From this metric and taking into consideration the constant variables,the Lagrangian is
$$L= -\frac{\dot{r}^2}{1+\gamma/r}-r^2\dot{\phi}^2+c^2\left(1+\gamma/r\right)\dot{t}^2.$$
The Euler-Lagrange equations are
$$\frac{\textrm{d}}{\textrm{d}s}\left[\frac{\partial L}{\partial \dot{x}^{\mu}}\right]-\frac{\partial L}{\partial x^{\mu}}=0.$$
My question arises here, up until this point whenever a variable has been given as a constant, in the corresponding part of the metric, I have been able to effectively eliminate this part of the metric as the derivative of a constant is equal to 0. From inspecting the Lagrangian I can see that this has been done in the case of $\theta$, but even though r has been stated to be a constant it is kept in the statement of the Lagrangian, why is this?

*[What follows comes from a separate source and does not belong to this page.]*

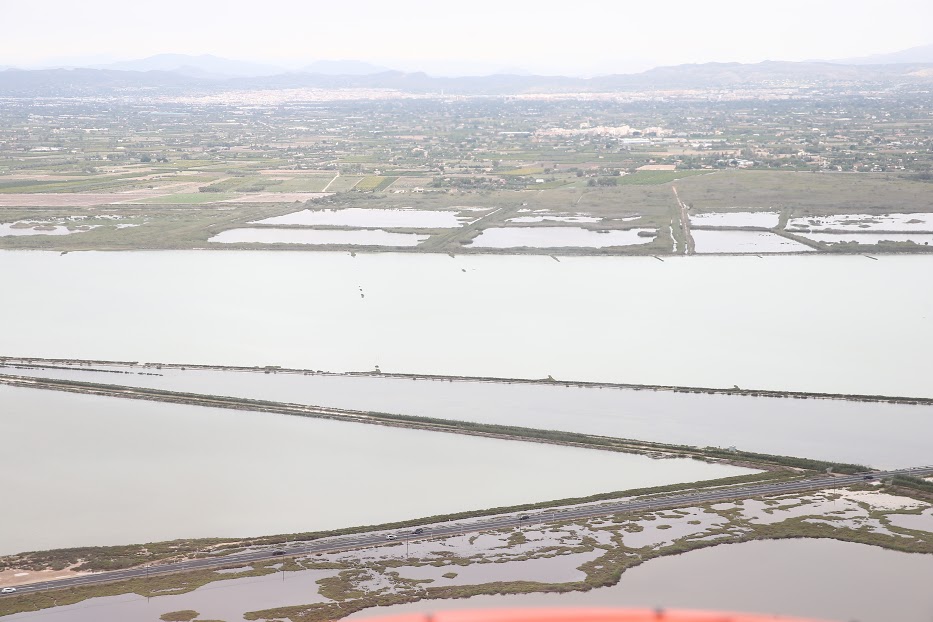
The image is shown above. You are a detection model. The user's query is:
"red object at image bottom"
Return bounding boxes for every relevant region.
[358,609,832,622]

Through further manipulations considering the case of the Lagrangian for $\mu=1$, it is possible to get the following
$$r\dot{\phi}^2=\frac{GM}{r^2}\dot{t}^2,$$
whereby a statement of Kepler's law is obtained
$$\Omega^2=\left(\frac{\textrm{d}\phi}{\textrm{d}t}\right)^2=\frac{GM}{r^3}.$$
I am having trouble understanding how this is valid given that it seems to rely on $\dot{r}$ being kept in the Lagrangian even though $r$ is stated as a constant and therefore $\dot{r}$ should be 0.